We played one more short set with Bat Makumba right at the end of the evening. It was so sweet. This time the tempo was soft and swinging and beautiful and danceable. It was just right. Everybody was so happy.

Thursday, February 14, 2008

Oh, THAT caixa pattern

... And back to my music life in Portland. I've been feeling very disconnected from my life here in Portland, till Carnaval ended, and now suddenly I'm ready to get playing again. I think part of my mind was still in Brazil. And, I was sick for weeks. And, I had to move apartments (I always underestimate how many weeks moving really takes). But also I'm still coming out of the tail end of my horrific work schedule last fall, which had me SO badly blasted I am still only now catching up. And one of the worst parts about it was, NO time to practice, NONE. I have had a very sickening sense of backsliding musically. It has been almost nauseating to me to feel my musicality fading. It bugs me when I am falling asleep at night, and thinking about my life; it bugs me a lot.
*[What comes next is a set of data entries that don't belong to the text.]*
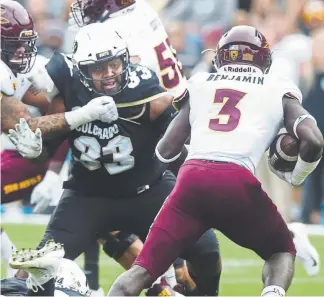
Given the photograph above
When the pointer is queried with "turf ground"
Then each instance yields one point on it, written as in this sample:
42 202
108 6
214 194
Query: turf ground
241 268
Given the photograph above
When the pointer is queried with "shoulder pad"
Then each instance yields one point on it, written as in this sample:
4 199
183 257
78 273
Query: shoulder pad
286 86
180 99
60 70
7 82
143 87
40 80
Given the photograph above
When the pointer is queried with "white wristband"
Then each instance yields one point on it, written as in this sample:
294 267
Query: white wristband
163 160
299 120
76 118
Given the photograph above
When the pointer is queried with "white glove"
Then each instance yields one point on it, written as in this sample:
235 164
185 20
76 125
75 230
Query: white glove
73 26
101 108
286 176
41 81
27 143
43 193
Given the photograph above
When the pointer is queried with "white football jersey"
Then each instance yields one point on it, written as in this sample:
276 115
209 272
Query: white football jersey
235 116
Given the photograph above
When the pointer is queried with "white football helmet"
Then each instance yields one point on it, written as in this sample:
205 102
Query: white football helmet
70 280
96 44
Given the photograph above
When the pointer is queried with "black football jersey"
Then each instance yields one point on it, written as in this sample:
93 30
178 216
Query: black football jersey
118 158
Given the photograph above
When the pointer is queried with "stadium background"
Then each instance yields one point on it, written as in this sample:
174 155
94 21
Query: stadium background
194 25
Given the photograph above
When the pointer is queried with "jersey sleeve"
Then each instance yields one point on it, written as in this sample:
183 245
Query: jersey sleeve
60 71
288 86
190 84
7 80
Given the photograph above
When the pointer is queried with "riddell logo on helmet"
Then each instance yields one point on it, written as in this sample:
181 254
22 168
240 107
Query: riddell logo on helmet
239 69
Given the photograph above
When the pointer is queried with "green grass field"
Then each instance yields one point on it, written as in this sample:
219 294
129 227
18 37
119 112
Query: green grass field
241 268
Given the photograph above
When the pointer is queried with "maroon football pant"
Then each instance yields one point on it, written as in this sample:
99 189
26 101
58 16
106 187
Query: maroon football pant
19 176
223 196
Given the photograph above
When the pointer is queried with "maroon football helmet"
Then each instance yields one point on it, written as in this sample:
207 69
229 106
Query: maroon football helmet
91 11
18 37
243 45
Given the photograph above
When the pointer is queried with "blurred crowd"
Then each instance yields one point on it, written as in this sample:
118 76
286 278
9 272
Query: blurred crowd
294 29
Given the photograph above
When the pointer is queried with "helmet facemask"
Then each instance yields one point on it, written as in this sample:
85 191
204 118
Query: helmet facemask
94 73
19 61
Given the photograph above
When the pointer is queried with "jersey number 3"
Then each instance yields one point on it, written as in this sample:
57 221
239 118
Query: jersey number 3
229 116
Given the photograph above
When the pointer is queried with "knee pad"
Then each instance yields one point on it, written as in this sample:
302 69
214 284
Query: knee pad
116 245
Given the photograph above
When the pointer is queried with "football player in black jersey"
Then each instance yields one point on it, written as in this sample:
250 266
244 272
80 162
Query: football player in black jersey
115 183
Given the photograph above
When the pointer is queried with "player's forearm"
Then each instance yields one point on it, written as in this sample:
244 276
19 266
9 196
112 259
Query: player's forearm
58 159
12 110
311 141
51 125
171 144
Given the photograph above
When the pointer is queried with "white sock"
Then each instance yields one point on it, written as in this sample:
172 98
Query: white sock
7 247
273 291
170 277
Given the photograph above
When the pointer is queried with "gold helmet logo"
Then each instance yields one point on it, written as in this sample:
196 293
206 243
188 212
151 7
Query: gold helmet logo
233 54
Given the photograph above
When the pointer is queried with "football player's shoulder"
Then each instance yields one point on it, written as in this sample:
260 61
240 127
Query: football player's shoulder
143 86
7 80
198 78
60 69
141 77
284 85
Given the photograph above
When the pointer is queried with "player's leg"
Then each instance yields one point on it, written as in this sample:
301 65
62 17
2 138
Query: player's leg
184 280
143 211
18 178
41 265
6 248
123 247
246 215
204 264
69 227
306 252
172 231
91 268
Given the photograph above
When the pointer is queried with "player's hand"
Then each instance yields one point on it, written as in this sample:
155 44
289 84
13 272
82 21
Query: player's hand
286 176
27 143
72 23
102 108
43 193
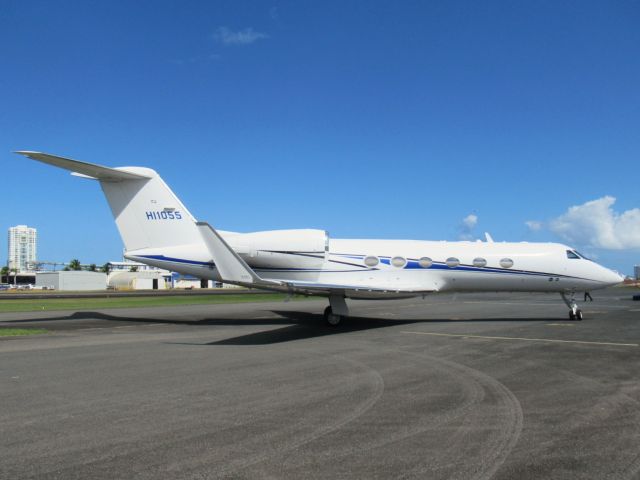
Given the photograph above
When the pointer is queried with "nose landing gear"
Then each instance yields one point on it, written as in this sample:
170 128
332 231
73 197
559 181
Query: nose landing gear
574 312
336 310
So, finally back in action this week! First time in months!!! First up, Lions.

The Lions are in a temporary reprieve from their leadership crisis of last year, Randy having reappeared to do most of the leading, and Brian back in town for a month too! Lions have a string of gigs this week, and last night's was one of those odd school shows, a multicultural fair with us playing in the gym...hordes of preteens running around in little packs, yikes... the basketball hoops right overhead. Many of us Lions were suddenly a bit shellshocked by memories of high-school gym ("I remember when that 3-point line seemed so far away, back then..." "Yeah, and I remember how when they used to hang me by my underwear from the basketball hoop every day, the hoop seemed so high, back then ....").

Anyway. The Lions did good, the dancers were lovely, but I played like SHIT. I was COMPLETELY DISGUSTED with myself. And this was after having been fairly disgusted w/myself already at Sun and Mon rehearsal. I was on caixa at first, which is not my usual instrument, and - my fault, I shouldn't have volunteered to be an alternate caixa player because I really don't know some of the breaks yet. I know it's ok to lay out of the breaks, I know I was useful anyway (I was the only caixa for the 4 surdos on the left side). But I still just felt so irritated with myself. Constantly glancing over at Sue to see whether we were still in Mocidade or Viradouro, or if they'd switched to the press roll or some goddam other bizarre pattern, oh, riiight, Mangueira version 3 with that funny buzz when we come of THAT break.... I can pick patterns up on the fly pretty fast, but I would rather know that they're coming!

For the second half, I was on timbal, and, well, on timbal, it's not that I've backslid, it's more like I never forward-slid in the first place!

But, NOW THAT I FINALLY HAVE SOME TIME, this week, for the first time in six months, I have time to practice. So I zipped home after the gig, locked myself in the basement and put in a good solid hour on timbal and two on caixa. It felt fabulous to break down the caixa patterns and really work on it again. And I was able to go to bed NOT fully pissed at myself, which was good.

And I've got plenty to practice for. Saturday will be a monster day - I'm supposed to lead a rehearsal of the new girl's group Samba Gata, and then go to my first rehearsal of Axe Dide, and from there straight to a big Lions gig that night opening for Bat Makumba. Time to WORK. If I want to not play like crap again, I have to WORK AT THIS. Work HARD.